I have sent this message previous to a Mod but still no response.

I started a journal some time ago in the "Getting Started" section by pure accident. I have read since that this is not allowed and I apologise.

It is called "The Journal of a demented man" Its near the top with 50 odd replies.

Would someone kindly move this to the correct section for me with all the other journals.

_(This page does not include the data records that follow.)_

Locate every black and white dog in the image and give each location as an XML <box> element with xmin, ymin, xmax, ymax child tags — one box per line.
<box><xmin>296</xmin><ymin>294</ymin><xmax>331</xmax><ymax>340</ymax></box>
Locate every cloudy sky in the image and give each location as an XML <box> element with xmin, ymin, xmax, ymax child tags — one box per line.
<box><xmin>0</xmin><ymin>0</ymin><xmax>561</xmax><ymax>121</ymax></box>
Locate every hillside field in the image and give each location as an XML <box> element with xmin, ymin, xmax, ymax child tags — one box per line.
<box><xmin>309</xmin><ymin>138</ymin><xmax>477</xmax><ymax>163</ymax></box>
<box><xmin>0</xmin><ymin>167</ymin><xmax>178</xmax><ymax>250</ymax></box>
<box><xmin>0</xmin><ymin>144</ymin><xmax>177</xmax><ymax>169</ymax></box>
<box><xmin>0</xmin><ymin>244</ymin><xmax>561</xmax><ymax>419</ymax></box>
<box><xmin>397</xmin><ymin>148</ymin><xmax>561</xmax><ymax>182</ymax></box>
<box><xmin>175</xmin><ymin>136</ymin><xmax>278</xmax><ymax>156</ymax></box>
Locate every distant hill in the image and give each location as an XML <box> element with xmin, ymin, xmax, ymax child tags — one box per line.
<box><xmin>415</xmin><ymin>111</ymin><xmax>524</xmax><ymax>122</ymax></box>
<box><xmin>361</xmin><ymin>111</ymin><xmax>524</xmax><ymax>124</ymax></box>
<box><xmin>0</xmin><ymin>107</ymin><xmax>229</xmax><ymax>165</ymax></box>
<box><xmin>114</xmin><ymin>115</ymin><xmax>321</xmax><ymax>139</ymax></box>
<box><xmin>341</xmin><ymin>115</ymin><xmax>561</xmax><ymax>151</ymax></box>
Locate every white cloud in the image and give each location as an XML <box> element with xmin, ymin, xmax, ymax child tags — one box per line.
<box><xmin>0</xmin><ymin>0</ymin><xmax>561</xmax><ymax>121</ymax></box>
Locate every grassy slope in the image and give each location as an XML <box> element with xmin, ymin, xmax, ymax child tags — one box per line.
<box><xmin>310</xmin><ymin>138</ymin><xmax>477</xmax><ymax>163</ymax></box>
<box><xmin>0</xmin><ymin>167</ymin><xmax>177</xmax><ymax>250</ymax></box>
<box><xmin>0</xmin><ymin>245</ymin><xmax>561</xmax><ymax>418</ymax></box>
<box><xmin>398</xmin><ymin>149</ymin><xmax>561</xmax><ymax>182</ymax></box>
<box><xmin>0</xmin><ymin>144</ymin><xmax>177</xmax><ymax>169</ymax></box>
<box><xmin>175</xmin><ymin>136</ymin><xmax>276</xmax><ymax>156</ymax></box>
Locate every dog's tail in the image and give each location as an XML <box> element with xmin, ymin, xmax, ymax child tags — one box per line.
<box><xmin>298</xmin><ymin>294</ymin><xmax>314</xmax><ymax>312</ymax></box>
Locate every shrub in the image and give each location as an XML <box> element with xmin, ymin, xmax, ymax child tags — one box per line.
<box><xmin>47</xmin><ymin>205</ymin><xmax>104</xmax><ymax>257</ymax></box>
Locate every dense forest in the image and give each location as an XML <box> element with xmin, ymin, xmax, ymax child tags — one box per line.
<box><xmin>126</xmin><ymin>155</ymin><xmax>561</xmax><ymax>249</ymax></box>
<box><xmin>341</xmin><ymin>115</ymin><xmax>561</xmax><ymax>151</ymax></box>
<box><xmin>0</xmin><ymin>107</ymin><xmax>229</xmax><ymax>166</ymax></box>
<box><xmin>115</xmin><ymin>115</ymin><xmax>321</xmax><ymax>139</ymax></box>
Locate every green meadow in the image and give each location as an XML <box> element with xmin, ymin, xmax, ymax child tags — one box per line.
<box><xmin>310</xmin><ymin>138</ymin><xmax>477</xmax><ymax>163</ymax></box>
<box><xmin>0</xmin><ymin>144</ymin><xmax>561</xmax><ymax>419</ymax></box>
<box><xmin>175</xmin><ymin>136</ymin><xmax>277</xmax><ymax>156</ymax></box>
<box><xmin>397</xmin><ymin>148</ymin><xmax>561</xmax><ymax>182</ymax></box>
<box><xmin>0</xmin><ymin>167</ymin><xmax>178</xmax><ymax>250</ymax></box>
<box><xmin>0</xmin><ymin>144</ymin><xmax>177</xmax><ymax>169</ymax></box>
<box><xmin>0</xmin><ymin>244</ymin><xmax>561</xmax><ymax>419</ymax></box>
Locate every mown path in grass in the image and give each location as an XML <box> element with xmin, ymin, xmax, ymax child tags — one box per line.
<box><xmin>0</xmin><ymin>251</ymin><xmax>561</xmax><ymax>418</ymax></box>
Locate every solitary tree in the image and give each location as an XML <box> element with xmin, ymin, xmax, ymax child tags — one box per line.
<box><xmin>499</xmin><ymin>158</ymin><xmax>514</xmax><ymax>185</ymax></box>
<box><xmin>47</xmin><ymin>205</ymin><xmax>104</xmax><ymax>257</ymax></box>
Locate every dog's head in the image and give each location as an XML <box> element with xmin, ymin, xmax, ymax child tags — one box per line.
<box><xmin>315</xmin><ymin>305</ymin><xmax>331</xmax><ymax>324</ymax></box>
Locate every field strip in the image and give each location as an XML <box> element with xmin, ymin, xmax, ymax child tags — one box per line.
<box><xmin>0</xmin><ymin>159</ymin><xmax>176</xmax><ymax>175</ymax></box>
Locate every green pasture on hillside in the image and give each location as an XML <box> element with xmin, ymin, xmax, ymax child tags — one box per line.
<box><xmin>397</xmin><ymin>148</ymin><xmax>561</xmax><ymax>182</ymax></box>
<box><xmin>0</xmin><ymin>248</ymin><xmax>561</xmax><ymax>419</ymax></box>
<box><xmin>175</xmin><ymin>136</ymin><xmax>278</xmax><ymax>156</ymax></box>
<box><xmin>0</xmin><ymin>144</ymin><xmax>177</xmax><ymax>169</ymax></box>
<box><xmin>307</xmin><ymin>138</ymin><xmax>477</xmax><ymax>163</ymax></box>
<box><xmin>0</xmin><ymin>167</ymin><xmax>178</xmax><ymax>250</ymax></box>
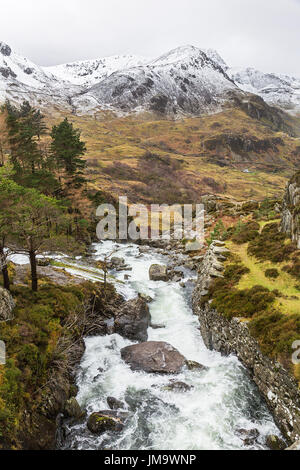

I would really appeciate this and for it not to be deleted as I have now finally got a few followers. Many thanks

Gee


----------



## CoffeeFiend (Aug 31, 2010)

When i saw a thread called Gee Spot i jumped in hoping to see something hillarious like ''Hiya guys ive recently found a woman and im having trouble finding her g spot? she says my penis is to small and its not my fault but its making me really self conscious please help!'' Then i realised it was just the posters name 

Tbh mate they take ages to move things i asked politely to have a few things moved in the past its either been ignored or read then deleted out of spite *sigh* -_-


----------



## Twilight (Aug 3, 2012)

LOL. Gee-spot is perfect for me

Every one has always called me Gee and I play snooker/pool to a reasonable standard so the spot worked cause of the spots on the table.

Now I spot for my brother in the Gym so it still works.

ANd I am good with the ladies 

Seriously though. It takes 30 seconds to move it and I just would liek it in the right place. I hope they can help. I have never asked for anything before.


----------



## CoffeeFiend (Aug 31, 2010)

Gee-Spot said:


> LOL. Gee-spot is perfect for me
> 
> Every one has always called me Gee and I play snooker/pool to a reasonable standard so the spot worked cause of the spots on the table.
> 
> ...


They could do with a few more 'sub-admins' just have loads with very basic privledges like moving posts etc.. hell a lot of the forums oldest members are more than mature/responsible enough to do it a few times a day.


----------



## Lorian (Apr 9, 2003)

Moved.

L


----------